A good strategy to approach such a question is to consider the simplest case first.

Thus, to make things simple let us consider $N$ is a cyclic group of prime order $p$ sitting inside a to be specified group.

For any subgroup $H$ of order $p^2$ that contains $N$, we'll have $H/N$ is of order $p$ and thus also cyclic.

Thus if what you ask about were true then all subgroups of order $p^2$ that contain $N$ would need to be isomporphic.

Is there a good reason for this? Not really.
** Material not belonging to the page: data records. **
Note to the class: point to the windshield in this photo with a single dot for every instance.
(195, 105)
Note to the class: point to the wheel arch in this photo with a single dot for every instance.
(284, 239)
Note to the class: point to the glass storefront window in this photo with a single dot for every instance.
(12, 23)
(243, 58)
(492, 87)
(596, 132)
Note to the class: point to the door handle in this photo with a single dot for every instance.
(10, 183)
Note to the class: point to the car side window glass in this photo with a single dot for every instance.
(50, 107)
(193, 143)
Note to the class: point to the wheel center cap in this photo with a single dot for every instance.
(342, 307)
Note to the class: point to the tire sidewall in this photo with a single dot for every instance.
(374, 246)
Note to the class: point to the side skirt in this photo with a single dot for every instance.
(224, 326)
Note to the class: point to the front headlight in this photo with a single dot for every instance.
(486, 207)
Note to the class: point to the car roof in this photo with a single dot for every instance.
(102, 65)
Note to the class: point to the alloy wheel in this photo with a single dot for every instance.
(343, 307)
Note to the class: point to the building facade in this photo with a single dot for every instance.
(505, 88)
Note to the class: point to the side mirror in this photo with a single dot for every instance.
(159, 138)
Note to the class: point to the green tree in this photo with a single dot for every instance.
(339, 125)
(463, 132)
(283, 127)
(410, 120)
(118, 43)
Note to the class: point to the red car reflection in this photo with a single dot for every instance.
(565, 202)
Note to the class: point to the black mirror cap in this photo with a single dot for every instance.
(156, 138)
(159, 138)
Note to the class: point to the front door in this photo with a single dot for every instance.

There are two types of groups of order $p^2$, the cyclic one of order $p^2$ and the direct product of two cyclic one of order $p$.

Can we find a group that contains both these types of subgroups and have non-empty intersection?

Let us take the direct product of a cyclic group of order $p^2$ with a cyclic group of order $p$. Then we certainly have cyclic subgroups of order $p^2$ and also a direct product of cyclic groups of order $p$.

For example, if we write the group elements as pairs and use additive notation, first coordinate order $p^2$ second $p$, then the group generated by $(1,0)$ that is $H_1=\{(0,0),(1,0),(2,0), \dots, (p^2 -1,0)\}$ is cyclic of order $p^2$, the one generated by $(p,0)$ and $(0,1)$ is a product of two cyclic groups of order $p$, call it $H_2$; and the intersection is $N=\{(0,0), (p,0), (2p,0), (3p,0), \dots, (p(p-1), 0)\}$ cyclic of order $p$.

Then $H_1/N$ and $H_2/N$ are isomorphic (both cyclic of order $p$) while $H_1$ and $H_2$ are not.

Various other examples of this form could be given. (The example discussed in comments is the special case $p=2$.)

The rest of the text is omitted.